Это была группа солдат. Когда они вылезли из грузовика и приблизились к нам, я с некоторой тревогой увидел, что это венгерские гонведы, и у некоторых на ремнях висят устрашающего вида кривые ножи, или "fokos", полюбившиеся мадьярам как оружие для сражения в окопах. Увидев их, итальянский капитан побледнел, потом с укоризненным видом обернулся ко мне, навсегда заклеймив меня взглядом как обманщика и бесчестного человека. После чего мы передали дело армии.

Итальянцы вполне мирно вскарабкались в грузовик, а раненого на скорой помощи отправили в госпиталь. Грузовик подпрыгивал, удаляясь по дороге, и они махали нам на прощание. Я понимал — независимо от мнения командира, члены экипажа испытывали огромное облегчение, выбираясь отсюда целыми и невредимыми. Дирижабли, наполненные водородом, легко воспламенялись, и очень немногим удавалось выжить, будучи сбитыми.

Таким образом, насколько нас это касалось, с делом было покончено. Я подписал несколько бумажек для фермера и его жены, которая уже задыхалась, и потому перестала вопить и призывать святых. Потом мы с Тоттом вернулись к нашему аэроплану, чтобы вылететь на аэродром Капровидзы. И, если позволите, вот так я достиг того, что, видимо, может считаться моей единственной претензией на оригинальность за сотню с лишним лет земной жизни — я единственный человек, насколько мне известно, сбивший два дирижабля.

Глава восьмая

Карсо

Из всего этого получилось просто чудесное повествование, когда я на аэродроме Капровидзы делал тем вечером доклад гауптману Краличеку. И дело даже не в том, что я сбил летательный аппарат легче воздуха, когда для этого не было даже соответствующих форм отчетности, но и полностью испортил его отчетные графики всего августа.

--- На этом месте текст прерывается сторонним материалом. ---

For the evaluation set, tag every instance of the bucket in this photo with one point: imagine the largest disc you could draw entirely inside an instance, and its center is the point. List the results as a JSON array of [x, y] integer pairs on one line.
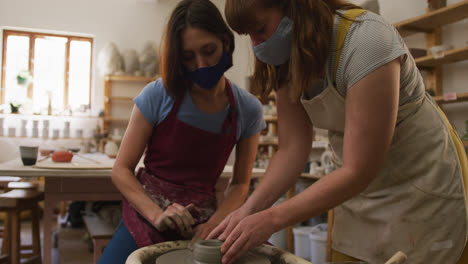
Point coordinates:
[[278, 239], [318, 244], [302, 241]]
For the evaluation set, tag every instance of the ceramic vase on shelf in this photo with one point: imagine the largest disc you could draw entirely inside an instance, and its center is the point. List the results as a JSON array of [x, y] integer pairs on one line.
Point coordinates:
[[24, 132], [12, 131], [35, 130], [66, 129], [55, 134], [1, 126], [111, 149], [45, 129]]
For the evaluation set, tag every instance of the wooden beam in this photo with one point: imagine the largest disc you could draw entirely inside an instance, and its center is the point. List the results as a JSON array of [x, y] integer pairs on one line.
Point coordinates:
[[435, 19], [434, 75]]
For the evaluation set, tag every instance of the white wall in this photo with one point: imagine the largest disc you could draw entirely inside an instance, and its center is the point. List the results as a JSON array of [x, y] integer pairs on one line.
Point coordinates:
[[455, 77], [130, 23], [127, 23]]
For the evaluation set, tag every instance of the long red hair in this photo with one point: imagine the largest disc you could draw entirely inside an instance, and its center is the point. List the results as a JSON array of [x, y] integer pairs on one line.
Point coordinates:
[[312, 38]]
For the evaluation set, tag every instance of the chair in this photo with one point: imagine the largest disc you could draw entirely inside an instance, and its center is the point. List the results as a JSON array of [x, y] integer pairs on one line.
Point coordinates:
[[13, 203]]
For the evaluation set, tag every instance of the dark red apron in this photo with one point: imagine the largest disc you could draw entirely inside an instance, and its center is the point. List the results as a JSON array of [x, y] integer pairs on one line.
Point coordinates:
[[182, 165]]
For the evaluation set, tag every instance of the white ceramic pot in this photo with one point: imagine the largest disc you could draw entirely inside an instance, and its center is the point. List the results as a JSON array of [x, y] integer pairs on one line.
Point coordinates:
[[111, 149]]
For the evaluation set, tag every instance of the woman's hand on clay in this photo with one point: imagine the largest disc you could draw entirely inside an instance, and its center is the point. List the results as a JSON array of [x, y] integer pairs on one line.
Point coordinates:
[[250, 232], [228, 224], [176, 217], [202, 231]]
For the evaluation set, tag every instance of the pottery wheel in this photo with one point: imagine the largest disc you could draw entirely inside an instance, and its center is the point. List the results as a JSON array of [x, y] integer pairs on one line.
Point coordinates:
[[184, 256]]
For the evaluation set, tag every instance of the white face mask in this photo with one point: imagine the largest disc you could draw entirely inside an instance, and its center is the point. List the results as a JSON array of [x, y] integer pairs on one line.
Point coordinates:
[[277, 49]]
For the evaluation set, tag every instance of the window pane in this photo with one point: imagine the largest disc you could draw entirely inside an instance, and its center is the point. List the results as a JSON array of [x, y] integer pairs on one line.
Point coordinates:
[[17, 56], [80, 73], [49, 71]]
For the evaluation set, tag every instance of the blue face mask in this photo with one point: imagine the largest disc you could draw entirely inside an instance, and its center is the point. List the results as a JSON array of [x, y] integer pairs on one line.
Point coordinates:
[[208, 77], [277, 49]]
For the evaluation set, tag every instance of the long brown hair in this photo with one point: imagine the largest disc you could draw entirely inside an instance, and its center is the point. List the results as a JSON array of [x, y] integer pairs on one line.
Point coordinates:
[[312, 39], [201, 14]]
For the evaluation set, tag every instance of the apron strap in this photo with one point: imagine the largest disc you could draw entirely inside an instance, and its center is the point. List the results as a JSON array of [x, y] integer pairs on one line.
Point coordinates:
[[232, 115], [345, 23]]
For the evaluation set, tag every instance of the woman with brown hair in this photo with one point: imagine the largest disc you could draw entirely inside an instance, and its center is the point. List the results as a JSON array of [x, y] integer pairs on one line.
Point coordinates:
[[188, 121], [398, 183]]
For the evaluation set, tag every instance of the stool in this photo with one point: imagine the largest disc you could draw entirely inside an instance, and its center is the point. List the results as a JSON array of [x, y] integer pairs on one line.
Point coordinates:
[[13, 203], [22, 186], [5, 180]]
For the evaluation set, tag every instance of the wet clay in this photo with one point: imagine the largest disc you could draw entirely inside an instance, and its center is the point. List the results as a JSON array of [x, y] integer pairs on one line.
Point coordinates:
[[185, 256], [207, 252]]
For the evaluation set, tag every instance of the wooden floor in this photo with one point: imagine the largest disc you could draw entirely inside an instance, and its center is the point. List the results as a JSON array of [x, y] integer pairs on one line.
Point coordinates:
[[72, 247]]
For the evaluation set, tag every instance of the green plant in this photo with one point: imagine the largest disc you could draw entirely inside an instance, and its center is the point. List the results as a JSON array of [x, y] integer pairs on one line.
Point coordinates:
[[15, 107], [23, 77]]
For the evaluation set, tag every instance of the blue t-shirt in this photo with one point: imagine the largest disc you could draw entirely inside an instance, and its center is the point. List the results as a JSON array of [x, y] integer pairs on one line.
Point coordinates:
[[155, 104]]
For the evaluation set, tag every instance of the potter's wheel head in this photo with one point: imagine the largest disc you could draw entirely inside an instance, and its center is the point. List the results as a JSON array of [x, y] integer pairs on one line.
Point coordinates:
[[184, 256]]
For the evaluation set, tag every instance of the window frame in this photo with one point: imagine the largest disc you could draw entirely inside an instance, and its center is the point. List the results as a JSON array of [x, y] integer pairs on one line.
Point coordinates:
[[32, 39]]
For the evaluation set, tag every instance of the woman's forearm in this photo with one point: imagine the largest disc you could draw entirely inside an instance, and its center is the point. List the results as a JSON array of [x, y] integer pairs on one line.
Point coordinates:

Инструкции военно-воздушных сил ясно гласили, что при учете воздушных побед пилотов один дирижабль соответствует пяти машинам тяжелее воздуха. Это означало, что новый, неохотно введенный Краличеком график уничтоженных воздушных судов противника в августе так резко устремлялся вверх, что даже сам дирижабль не мог бы набрать высоту с такой скоростью. В конце концов Краличеку пришлось приклеить дополнительный лист миллиметровки над основным, чтобы всё уместить.

Это само по себе уже было достаточно плохо, но когда я рассказал ему, что мы бомбардировали дирижабль радиоустановкой, его и так обычно бледная физиономия приняла синюшно-белый оттенок рыбьего подбрюшья.

— Вы... вы... что? — пролепетал он, ошеломлённо заикаясь.